Government should look at this issue of taxation from an holistic angle. They are looking at it from a pseudo perspective and it is painful. Look at what the Customs Service has indulged itself in, in the last few weeks; raiding car owners due to payment of Custom duties. What stops Customs from inviting the managing directors of these car marts for dialogue to find out what happened and how they can resolve the problem associated with car importation? Will that line of action not be productive for the economy than this rule of the thump?

It is only a dull economist that will recommend increase in tax at a time when the income of the people has lost value. What increase in VAT would translate to is increase in prices. The level of income has not even significantly increased in the last four to five years. In fact, real value of our income has decreased. So, what sense is in increasing prices of goods at a time purchasing power had declined. That could lead to reduction in demand, production and even retrenchment of workers by companies and when companies sack workers, it would lead to increase in unemployment. This is just simple economics 101.

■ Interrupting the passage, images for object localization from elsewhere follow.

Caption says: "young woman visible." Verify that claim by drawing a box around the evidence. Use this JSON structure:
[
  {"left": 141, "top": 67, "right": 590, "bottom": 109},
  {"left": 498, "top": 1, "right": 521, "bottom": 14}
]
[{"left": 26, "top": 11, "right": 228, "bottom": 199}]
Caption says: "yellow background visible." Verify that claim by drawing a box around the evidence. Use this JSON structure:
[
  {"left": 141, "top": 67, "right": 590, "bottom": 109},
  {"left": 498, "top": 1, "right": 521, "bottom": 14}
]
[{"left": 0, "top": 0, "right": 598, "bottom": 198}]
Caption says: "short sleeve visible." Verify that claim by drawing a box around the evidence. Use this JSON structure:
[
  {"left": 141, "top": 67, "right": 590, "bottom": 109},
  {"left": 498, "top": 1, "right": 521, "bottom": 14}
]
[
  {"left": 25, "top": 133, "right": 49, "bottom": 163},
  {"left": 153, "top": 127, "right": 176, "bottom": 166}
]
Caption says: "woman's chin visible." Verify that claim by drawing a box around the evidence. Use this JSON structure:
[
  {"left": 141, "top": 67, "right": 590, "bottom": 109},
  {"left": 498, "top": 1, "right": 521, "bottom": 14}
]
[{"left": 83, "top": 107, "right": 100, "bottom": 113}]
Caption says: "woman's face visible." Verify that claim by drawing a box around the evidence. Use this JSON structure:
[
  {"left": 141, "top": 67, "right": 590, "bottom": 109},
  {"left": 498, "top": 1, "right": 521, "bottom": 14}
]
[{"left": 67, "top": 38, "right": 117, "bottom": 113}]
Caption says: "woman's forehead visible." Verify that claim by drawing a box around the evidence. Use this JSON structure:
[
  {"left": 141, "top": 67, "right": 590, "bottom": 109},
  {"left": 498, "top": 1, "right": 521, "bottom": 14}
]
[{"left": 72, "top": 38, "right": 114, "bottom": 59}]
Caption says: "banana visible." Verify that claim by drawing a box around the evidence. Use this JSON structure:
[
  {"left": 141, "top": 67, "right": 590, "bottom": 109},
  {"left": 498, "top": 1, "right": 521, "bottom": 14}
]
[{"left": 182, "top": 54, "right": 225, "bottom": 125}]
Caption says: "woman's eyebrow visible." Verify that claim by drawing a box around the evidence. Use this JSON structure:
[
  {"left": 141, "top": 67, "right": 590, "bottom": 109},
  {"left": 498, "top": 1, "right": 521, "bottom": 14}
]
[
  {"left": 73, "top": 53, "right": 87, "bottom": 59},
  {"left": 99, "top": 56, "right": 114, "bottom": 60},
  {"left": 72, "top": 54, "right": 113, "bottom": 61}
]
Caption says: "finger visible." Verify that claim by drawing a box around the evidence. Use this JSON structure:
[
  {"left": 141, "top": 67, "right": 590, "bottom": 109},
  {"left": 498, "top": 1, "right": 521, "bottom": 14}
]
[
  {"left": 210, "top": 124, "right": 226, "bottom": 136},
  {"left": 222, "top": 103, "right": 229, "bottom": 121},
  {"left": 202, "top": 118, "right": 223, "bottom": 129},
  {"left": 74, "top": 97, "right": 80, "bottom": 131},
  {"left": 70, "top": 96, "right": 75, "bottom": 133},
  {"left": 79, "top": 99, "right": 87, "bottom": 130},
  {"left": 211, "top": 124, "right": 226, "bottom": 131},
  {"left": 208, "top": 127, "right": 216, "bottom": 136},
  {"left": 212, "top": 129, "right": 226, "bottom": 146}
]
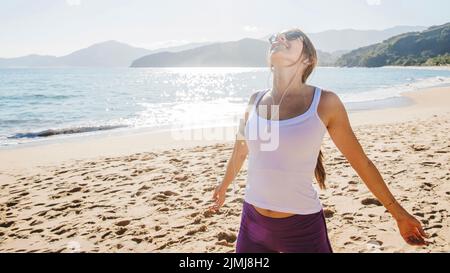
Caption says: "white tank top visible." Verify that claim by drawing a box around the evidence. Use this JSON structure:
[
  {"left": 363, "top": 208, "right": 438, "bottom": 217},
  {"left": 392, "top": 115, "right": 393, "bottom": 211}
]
[{"left": 244, "top": 86, "right": 327, "bottom": 215}]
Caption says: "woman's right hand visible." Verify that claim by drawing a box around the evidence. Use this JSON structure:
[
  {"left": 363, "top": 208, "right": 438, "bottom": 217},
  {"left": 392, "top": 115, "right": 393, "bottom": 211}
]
[
  {"left": 395, "top": 211, "right": 429, "bottom": 246},
  {"left": 209, "top": 184, "right": 227, "bottom": 212}
]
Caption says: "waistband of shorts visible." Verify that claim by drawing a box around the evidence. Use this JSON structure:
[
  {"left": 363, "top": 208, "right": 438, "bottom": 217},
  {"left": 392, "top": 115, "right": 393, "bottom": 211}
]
[{"left": 242, "top": 200, "right": 324, "bottom": 229}]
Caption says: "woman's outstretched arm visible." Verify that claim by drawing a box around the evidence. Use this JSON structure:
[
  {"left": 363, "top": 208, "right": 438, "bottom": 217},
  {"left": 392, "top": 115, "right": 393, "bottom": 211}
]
[
  {"left": 323, "top": 91, "right": 429, "bottom": 246},
  {"left": 208, "top": 92, "right": 258, "bottom": 212}
]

For any increase in tax, consumers would bear the brunt because you are attacking the purchasing power of the consumer from multi-dimension. As we all know, consumer expenditure is key to GDP growth. So, government is trying to hamper the growth of the country.

What should government do to shore up the nation’s revenue?
The point is that government is very good at conceptualisation of policies, but very poor at performance. For instance, in the Economic Growth Recovery Plan (EGRP), government said it would sell wasteful assets or unproductive enterprise. But we are three years down the line, why is government yet to do something about that? If they have done that, it would have boosted revenue.

Also, on the cost side, government should institute what I call ‘waste and cost control measure’. Even at individual level, what is done when someone is in deficit situation is that he looks at his expenditure to see how he can reduce spending. Government would have boosted revenue through the sale of waste assets and unproductive enterprise that can be better run by the private sector and also reduce it spending patterns.

Government’s thought of increasing tax to boost revenue is going to backfire on the economy because they are going to kill consumer expenditure and kill the productive capacity of manufacturing. We are just coming out of recession and I am not even sure we are going to meet our growth projection for this year. So, government’s economic action should actually tilt towards how we can boost consumer expenditure rather than reducing consumer expenditure.